I remember a dream that grew from seeds planted by an article about a miserable Whole Food’s quarterly report. The transporting of food and drink, FIJI Water for example, around the world is not just incredulous, but became financially irresponsible when oil hit $140 per barrel in 2008. In my dream, America had to be rebuilt in order to be energy efficient. Job opportunities would exist for anyone who wanted to help us shift from our world to this one.
We now are discovering about 10% of the oil that we were discovering around 50 years ago. This is not a blip in the chart, but a steadily declining rate of discovery for over five decades. Despite the fact that an enormous amount of oil was on the planet after “two billion years’ accumulated energy reserves”, it is a finite resource and we will consume it in a relatively short period of time.
Despite the fact that we should hold onto every drop of oil in America for the day when it is much more precious, we will continue sadly to just burn this critical resource that has numerous other uses. Economically, the high price of oil brought on by both it’s depletion as well as hopefully legislation defining the true cost of carbon will lead to alternatives. Electric batteries and/or algae-based fuel will propel us in the future.
The first step in electric vehicles (EVs) will be to switch us from burning oil to burning, largely, coal from coal-fired power plants (50% of electricity generation in America). In general, this initial step does not help us from a pollution or climate change perspective, but it will keep our energy dollars at home rather than abroad building cities, like Dubai with the tallest building in the world below, and destroying American interests when our energy dollars end up in the wrong hands, like those of Osama bin Laden (read The Looming Tower by Lawrence Wright).
The next step will be to charge those EV batteries with renewable energy. Once batteries exist for transportation, we can charge them at battery-switching stations, for example, using wind and solar power. More importantly, we can add more and more renewable generation to the electricity grid increasing the percentage of renewable power used at our homes to charge EVs.
Our automobile manufacturers could also do us an enormous service, in the short term, by producing hybrid vehicles delivering triple digit miles per gallon (mpg). The Honda Insight, below, launched in 2000 gets 75 mpg using off-the-shelf technology. I am sure that ten years later automobile manufacturers could offer triple digit mpg cars. The average vehicle in the U.S. gets around 25 mpg. Shifting our fleet to 100 mpg cars gets us a 75% reduction in CO2 emissions. We could replace our entire car fleet in a decade.

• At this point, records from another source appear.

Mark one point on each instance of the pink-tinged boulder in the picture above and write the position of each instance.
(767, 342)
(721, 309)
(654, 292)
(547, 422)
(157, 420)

These changes are coming quickly. Building our EV battery and algae-based propulsion industries including research, manufacturing, infrastructure and service will provide jobs in America. We will also be able to keep our dollars in the U.S. to develop our country as opposed to overseas to develop other countries and sometimes harm ours. Finally, these technologies reduce manmade CO2 emissions that scientific evidence indicates, more clearly and overwhelmingly than ever before, is leading to climate change (measured in 40 year time spans, not today’s weather).
I just pinched myself. I guess dreams do come true.